Neither title, comments here nor Github repo indicated to an outsider like me what this is or what field it's even from. The abstract of the linked paper helps though:
"Given a stream of graph edges from a dynamic graph, how can we assign anomaly scores to edges in an online manner, for the purpose of detecting unusual behavior, using constant time and memory? Existing approaches aim to detect individually surprising edges. In this work, we propose MIDAS, which focuses on detecting microcluster anomalies, or suddenly arriving groups of suspiciously similar edges, such as lockstep behavior, including denial of service attacks in network traffic data. MIDAS has the following properties: (a) it detects microcluster anomalies while providing theoretical guarantees about its false positive probability; (b) it is online, thus processing each edge in constant time and constant memory, and also processes the data 162−644 times faster than state-of-the-art approaches; (c) it provides 42%-48% higher accuracy (in terms of AUC) than state-of-the-art approaches."
This was in case someone wants to use the exact same API(for familiarity) in Go, they could. Posted this here to show that there is now a Go implementation of it. :)
After this, I'll be implementing a fit/predict api that mimics SKLearn's API and showing more examples on how to use it in a streaming fashion.
My last gig had some newly minted CS graduates who proposed complimenting our monitoring with some anomaly detection.
Having done a bit of both data mining and optimization, a lifetime ago, I could kinda follow the big data and machine learning stuff the kids were doing.
Whereas anomaly detection and fault prediction seem magical to me.
There is a recorded presentation of the paper at https://youtu.be/Bd4PyLCHrto
The first 5-10 minutes or so should be quite explanatory.

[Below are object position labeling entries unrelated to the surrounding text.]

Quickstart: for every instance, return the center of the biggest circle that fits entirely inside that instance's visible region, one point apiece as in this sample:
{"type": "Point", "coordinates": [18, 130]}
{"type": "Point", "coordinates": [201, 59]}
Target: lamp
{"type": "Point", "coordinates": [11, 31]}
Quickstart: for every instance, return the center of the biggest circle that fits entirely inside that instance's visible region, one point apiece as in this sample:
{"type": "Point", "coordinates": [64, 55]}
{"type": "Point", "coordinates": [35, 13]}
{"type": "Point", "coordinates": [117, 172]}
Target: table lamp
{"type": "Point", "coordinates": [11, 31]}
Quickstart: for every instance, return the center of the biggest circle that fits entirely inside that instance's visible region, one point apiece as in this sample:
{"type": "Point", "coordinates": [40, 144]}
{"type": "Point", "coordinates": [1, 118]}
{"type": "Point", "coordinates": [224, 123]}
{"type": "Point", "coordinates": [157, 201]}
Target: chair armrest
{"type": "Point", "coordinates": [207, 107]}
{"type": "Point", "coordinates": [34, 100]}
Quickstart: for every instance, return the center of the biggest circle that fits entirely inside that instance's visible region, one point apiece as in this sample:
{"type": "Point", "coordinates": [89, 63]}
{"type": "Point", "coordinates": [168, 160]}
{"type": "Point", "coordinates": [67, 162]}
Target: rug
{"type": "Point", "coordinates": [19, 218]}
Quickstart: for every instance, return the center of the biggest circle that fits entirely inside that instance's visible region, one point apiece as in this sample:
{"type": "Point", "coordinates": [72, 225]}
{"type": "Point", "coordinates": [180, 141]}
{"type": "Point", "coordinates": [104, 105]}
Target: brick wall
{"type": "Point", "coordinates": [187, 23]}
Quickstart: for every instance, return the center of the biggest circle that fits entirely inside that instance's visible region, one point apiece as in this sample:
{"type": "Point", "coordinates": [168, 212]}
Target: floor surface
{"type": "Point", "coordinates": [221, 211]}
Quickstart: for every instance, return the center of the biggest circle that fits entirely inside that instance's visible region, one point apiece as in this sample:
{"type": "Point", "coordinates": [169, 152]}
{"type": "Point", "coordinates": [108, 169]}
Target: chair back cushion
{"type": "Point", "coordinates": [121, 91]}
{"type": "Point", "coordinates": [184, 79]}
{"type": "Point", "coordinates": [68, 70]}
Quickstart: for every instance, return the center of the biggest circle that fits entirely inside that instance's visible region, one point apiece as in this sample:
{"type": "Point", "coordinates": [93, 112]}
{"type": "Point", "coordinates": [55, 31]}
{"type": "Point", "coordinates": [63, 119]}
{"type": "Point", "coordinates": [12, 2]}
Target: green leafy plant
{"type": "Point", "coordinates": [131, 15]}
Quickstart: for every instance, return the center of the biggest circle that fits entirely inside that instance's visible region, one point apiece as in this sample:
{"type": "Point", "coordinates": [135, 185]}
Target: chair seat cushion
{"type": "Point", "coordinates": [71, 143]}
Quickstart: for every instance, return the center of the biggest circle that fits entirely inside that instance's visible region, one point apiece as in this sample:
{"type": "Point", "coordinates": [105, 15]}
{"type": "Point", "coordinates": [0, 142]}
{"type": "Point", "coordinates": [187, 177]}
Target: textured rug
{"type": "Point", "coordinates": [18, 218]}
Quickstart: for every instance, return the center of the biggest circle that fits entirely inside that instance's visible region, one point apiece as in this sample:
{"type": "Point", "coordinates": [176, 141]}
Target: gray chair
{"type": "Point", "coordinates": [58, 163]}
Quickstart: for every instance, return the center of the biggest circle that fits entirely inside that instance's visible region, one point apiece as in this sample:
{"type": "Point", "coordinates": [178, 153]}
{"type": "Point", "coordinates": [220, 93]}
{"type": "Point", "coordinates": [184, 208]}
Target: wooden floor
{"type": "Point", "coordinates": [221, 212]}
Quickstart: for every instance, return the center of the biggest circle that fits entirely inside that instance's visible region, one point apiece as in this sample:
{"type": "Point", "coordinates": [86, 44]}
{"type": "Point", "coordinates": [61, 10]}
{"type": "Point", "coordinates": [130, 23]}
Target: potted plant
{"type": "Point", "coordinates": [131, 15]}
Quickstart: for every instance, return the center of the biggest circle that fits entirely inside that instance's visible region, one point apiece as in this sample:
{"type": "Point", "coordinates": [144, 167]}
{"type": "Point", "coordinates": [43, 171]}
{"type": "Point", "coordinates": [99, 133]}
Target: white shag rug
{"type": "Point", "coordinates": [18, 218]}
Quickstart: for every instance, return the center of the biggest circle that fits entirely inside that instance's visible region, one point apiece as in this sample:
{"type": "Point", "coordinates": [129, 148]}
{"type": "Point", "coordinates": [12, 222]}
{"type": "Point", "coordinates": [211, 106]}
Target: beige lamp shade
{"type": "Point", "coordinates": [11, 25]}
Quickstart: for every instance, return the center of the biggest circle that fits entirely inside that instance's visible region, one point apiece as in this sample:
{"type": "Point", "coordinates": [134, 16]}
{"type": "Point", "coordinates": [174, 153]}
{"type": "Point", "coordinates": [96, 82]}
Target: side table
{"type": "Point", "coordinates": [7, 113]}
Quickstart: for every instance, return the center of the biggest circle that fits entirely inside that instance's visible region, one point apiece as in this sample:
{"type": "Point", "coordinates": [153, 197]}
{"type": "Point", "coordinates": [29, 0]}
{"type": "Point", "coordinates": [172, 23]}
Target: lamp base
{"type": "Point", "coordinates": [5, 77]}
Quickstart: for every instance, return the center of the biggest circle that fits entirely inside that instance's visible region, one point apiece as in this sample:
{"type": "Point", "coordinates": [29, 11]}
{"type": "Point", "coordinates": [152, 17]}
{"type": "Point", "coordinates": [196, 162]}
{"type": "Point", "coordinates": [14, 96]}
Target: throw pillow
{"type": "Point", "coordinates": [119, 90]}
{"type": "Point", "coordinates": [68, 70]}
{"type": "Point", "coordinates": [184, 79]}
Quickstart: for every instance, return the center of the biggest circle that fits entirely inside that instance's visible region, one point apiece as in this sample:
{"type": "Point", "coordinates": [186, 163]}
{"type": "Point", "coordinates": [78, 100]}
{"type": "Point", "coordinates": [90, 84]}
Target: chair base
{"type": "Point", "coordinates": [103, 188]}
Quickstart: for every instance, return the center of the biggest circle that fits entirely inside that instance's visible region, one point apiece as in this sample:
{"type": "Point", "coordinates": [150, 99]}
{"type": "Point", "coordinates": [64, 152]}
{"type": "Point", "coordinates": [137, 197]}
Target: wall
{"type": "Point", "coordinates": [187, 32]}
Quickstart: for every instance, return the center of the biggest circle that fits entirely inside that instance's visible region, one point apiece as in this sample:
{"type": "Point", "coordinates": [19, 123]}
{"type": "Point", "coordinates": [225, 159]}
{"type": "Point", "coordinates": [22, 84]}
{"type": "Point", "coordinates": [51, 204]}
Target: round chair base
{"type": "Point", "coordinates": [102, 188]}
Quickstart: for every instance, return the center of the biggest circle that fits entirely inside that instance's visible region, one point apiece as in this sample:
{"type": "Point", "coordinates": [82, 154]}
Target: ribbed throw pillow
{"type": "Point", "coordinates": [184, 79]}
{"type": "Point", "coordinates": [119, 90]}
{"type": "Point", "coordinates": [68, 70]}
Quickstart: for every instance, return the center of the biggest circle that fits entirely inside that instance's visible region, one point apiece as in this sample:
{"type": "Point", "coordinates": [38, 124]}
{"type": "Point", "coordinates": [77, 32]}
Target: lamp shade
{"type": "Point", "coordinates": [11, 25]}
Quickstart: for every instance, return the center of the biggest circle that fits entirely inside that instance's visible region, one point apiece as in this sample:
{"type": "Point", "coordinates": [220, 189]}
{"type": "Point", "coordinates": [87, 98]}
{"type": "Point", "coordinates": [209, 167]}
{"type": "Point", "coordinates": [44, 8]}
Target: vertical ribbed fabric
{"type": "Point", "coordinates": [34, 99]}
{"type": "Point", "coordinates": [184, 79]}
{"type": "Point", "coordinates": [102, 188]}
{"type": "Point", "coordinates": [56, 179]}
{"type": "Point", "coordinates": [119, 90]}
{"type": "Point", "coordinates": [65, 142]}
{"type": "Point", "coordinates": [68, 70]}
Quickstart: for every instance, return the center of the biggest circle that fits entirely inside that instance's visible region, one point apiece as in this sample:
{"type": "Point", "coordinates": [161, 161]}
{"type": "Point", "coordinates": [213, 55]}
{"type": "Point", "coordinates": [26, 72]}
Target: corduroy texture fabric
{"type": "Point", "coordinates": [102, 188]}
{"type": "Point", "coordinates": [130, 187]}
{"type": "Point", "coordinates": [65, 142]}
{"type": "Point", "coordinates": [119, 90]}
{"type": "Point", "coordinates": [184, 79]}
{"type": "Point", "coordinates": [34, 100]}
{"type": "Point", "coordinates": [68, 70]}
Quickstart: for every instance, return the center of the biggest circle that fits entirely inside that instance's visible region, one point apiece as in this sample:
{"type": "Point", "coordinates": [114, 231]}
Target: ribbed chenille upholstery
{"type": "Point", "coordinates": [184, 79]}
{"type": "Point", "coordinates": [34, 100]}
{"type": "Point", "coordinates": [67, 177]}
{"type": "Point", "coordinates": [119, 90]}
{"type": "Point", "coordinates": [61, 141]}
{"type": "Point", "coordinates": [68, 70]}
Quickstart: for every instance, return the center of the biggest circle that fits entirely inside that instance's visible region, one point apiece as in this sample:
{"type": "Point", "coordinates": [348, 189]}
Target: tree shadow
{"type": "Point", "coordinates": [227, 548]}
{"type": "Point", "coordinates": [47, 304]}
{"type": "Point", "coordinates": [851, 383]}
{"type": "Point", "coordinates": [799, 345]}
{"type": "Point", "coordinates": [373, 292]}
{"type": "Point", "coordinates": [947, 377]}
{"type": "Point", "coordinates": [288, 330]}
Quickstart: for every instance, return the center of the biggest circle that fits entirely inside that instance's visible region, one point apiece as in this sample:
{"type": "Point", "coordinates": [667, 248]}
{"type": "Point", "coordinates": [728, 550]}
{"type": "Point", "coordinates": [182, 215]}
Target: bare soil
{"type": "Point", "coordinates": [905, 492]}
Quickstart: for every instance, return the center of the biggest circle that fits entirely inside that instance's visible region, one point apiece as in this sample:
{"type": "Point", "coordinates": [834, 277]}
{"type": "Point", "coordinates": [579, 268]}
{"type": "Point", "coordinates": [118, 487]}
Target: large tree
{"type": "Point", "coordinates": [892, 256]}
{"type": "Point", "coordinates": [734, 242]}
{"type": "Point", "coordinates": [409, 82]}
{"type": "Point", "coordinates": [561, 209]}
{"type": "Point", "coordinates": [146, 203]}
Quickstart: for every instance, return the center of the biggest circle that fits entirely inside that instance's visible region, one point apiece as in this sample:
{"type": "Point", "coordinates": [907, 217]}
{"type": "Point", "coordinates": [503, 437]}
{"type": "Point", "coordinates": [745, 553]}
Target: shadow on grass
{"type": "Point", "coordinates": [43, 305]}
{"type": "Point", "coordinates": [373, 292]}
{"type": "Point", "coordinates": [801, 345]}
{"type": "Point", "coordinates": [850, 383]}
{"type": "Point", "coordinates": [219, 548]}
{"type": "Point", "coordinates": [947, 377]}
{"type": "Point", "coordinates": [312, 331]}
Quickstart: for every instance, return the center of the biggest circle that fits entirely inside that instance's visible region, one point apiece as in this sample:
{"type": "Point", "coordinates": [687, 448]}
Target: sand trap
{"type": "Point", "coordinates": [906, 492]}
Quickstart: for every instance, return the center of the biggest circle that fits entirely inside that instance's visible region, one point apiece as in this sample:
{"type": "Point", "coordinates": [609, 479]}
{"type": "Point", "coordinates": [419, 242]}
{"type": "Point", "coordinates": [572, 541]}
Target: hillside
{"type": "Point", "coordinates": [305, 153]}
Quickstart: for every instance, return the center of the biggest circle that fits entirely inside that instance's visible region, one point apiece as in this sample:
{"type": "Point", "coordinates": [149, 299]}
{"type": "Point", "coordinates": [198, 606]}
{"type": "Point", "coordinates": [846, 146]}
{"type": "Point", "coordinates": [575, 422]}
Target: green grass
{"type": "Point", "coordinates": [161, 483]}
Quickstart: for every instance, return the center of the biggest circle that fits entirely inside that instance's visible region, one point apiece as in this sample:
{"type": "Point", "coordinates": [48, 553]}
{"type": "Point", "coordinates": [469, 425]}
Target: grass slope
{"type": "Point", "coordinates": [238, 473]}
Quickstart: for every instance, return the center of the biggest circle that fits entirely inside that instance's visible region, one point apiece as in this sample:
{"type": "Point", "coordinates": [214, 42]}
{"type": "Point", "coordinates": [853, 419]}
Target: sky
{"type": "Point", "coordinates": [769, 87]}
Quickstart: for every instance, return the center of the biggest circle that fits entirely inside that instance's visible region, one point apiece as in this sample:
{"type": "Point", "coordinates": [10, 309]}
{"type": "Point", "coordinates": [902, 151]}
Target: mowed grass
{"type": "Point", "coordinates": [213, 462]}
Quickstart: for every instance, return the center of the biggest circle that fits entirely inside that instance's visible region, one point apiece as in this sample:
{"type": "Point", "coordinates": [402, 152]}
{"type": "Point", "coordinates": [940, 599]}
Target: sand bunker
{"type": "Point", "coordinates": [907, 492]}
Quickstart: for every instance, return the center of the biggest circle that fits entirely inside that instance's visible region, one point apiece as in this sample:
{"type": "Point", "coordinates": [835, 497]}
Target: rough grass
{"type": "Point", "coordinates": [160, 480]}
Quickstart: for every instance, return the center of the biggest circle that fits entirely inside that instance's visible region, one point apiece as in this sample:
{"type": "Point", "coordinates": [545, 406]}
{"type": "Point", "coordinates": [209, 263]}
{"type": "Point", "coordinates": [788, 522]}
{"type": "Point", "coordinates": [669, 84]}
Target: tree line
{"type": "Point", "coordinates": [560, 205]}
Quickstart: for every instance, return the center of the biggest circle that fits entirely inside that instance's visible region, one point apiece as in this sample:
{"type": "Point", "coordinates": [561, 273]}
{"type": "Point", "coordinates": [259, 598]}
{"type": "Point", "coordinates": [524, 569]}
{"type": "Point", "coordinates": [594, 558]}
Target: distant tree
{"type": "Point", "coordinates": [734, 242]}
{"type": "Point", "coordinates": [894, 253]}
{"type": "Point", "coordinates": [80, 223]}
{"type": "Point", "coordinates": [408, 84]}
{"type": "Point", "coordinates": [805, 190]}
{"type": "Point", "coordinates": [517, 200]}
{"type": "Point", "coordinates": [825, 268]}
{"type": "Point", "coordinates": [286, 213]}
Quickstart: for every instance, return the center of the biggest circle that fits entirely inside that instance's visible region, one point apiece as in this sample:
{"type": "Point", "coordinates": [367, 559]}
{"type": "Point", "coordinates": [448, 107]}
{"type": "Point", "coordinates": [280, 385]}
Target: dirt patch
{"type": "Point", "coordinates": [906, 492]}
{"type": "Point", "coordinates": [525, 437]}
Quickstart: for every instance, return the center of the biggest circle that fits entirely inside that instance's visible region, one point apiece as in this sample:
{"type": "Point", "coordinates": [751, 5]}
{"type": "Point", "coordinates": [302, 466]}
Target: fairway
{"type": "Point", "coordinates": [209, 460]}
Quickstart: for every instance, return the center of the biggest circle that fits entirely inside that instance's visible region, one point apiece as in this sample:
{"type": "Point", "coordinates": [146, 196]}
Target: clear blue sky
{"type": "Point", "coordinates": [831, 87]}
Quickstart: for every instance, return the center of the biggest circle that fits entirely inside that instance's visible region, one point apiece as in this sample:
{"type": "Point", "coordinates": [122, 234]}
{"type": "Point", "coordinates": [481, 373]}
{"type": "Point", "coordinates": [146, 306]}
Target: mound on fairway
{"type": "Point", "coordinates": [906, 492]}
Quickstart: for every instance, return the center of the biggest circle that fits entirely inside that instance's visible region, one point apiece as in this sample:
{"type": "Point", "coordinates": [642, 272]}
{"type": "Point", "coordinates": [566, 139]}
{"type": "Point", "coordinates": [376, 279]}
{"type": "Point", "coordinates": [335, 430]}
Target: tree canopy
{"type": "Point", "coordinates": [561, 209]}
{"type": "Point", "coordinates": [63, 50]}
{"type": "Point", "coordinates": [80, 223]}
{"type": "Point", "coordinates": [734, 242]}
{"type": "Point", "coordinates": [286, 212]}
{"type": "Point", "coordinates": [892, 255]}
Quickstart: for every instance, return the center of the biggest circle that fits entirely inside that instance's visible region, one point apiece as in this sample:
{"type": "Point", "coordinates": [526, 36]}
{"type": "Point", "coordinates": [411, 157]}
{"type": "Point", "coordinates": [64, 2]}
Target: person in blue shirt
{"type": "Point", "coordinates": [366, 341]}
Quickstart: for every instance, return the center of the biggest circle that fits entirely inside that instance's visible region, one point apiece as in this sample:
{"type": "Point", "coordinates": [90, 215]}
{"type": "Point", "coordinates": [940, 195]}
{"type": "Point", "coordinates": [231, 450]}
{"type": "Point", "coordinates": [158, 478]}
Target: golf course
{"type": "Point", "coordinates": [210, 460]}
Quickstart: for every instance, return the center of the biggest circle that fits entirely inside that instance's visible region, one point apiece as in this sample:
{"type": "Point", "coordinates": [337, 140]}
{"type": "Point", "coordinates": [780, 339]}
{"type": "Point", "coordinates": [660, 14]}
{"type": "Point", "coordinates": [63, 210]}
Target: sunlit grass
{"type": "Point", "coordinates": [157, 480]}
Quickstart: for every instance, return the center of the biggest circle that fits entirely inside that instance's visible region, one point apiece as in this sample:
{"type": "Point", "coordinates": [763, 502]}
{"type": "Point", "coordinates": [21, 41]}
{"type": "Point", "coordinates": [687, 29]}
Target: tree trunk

Please feel free to let me know if you have any specific doubts. Thanks.
Detecting Intrusions, Denial of Service (DoS) attacks, Distributed Denial of Service (DDoS) attacks. It can also be used to detect fake profiles in Social Networks like Twitter, Facebook, Amazon reviews, and Financial Frauds. Basically any suspicious similar group of edges in time-evolving/dynamic graphs.
Could you go into the selection criteria for those 3 numbers? I see 2 and 769 on the original MIDAS repo as default number of hash functions and buckets, but without explanation of why they're chosen. The third argument, "m", I don't see explained anywhere.
Hi, I'm the author of the MIDAS algorithm. We choose the number of hash functions and bucket according to the maximum error we can tolerate and the false positive probability theoretical guarantee we want. Please refer to the AAAI paper here: https://www.comp.nus.edu.sg/~sbhatia/assets/pdf/midas.pdf
Let me know if you need more details.
"Given a stream of graph edges from a dynamic graph, how can we assign anomaly scores to edges in an online manner, for the purpose of detecting unusual behavior, using constant time and memory? Existing approaches aim to detect individually surprising edges. In this work, we propose MIDAS, which focuses on detecting microcluster anomalies, or suddenly arriving groups of suspiciously similar edges, such as lockstep behavior, including denial of service attacks in network traffic data. MIDAS has the following properties: (a) it detects microcluster anomalies while providing theoretical guarantees about its false positive probability; (b) it is online, thus processing each edge in constant time and constant memory, and also processes the data 162−644 times faster than state-of-the-art approaches; (c) it provides 42%-48% higher accuracy (in terms of AUC) than state-of-the-art approaches."